Short bio: Christa Blackwood is a photo, text based and installation artist working with themes related to identity, history, and popular culture. Her visual voice was developed while a student at New York University, when she began producing street installation art such as Butcherknives (1991), a work that addressed issues of sexual violence. A chilling juxtaposition of billboard-like close-ups and text from poet Michelle Kotler, Butcherknives, was plastered all over the streets of lower Manhattan on the evening that the William Kennedy Smith verdict was announced. The poster’s timely and provocative appearance resulted in heightened critical attention for Blackwood, including an invitation to join the Women’s Action Coalition (WAC) from renowned artists and scholars, Kiki Smith and Lucy Lippard. Her dream-like sequences and texts employ multiple techniques and methods, fusing traditional, historical and alternative processes with contemporary practices such as iPhone image-making and street installations. Blackwood received her MA in Studio Art from New York University and BA in Classics from The University of Oklahoma. Her work has been featured in several publications including The New York Times, ArtDesk Magazine, New York Newsday, The Village Voice and The Chicago Sun Times. She has exhibited in galleries and museums throughout the U.S. and abroad Her recent exhibitions, Prix West and Silver and Ink, were ranked among the top 5 Best Solo Gallery Exhibitions for 2013-2014 and 2015-2016 by the Austin Critics Table Awards.
Why do you photograph on film? I love film! I love the physicality of film-holding film, loading film and processing film. I love over processing, pushing/pulling, the hands on mark making and manipulations and non-homogenized look that gives film its depth and breath. I have shot film for over 20 years and particularly love the old Polaroid films-the instant processing slide films-polapan and polagraph and also the positive/negative films-Type 85, 665 and 55. Still have two bins in my fridge filled with Polaroid films.

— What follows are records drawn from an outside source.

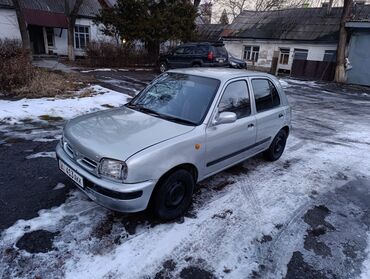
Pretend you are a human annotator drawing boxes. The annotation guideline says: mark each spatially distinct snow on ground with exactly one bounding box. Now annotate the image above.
[0,85,129,124]
[360,235,370,279]
[81,68,115,73]
[26,151,56,159]
[0,85,131,143]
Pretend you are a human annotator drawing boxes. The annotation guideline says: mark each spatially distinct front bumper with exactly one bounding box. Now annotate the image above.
[56,143,156,212]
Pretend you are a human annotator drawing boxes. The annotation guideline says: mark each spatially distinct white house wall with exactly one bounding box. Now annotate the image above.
[0,9,21,40]
[224,39,337,70]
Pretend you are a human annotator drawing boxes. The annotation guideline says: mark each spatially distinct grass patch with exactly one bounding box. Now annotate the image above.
[39,114,63,122]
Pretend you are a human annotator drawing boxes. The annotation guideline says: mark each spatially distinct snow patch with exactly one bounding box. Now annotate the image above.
[81,68,116,73]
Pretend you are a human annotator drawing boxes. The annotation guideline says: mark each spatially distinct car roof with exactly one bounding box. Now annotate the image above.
[178,42,225,47]
[168,67,276,82]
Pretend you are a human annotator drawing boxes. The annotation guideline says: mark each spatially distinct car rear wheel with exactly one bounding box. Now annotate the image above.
[263,130,288,161]
[152,169,195,220]
[159,61,168,73]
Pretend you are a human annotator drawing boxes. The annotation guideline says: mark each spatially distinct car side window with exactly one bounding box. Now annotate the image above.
[218,80,251,119]
[252,79,280,112]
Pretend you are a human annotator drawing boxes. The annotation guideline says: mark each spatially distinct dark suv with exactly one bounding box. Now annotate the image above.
[159,43,229,73]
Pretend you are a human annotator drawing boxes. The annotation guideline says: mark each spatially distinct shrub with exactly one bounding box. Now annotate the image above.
[85,42,157,67]
[0,40,35,92]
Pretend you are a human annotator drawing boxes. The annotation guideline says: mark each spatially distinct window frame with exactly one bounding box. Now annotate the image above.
[249,76,283,115]
[293,48,309,61]
[279,47,290,65]
[215,78,253,120]
[243,45,261,63]
[73,24,91,50]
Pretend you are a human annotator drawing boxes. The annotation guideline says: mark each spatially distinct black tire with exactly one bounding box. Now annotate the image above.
[151,169,195,220]
[159,61,168,73]
[263,130,288,162]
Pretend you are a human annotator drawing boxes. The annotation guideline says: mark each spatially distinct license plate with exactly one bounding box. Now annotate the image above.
[59,160,84,187]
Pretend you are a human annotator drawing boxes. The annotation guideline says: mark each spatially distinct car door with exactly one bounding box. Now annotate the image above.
[205,79,257,174]
[250,77,286,150]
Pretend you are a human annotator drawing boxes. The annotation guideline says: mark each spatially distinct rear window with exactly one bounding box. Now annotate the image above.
[214,46,227,57]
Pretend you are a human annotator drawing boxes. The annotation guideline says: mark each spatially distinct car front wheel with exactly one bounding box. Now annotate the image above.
[263,130,288,161]
[152,169,195,220]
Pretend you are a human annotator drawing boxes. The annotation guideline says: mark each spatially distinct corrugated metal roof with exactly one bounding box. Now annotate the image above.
[0,0,102,17]
[222,5,370,42]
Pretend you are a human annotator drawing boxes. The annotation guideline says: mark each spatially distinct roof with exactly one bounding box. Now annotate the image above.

What is your work about? My work is always idea driven, for the last four years I have taken my medium and large-format film cameras & models and has hit the road. Traveling around Texas, and across New Mexico, Colorado and Utah, staging the nude male body within the majesty of North America’s gorgeous western landscape, and positioning it in a genealogy of classical photographic studies of the human figure.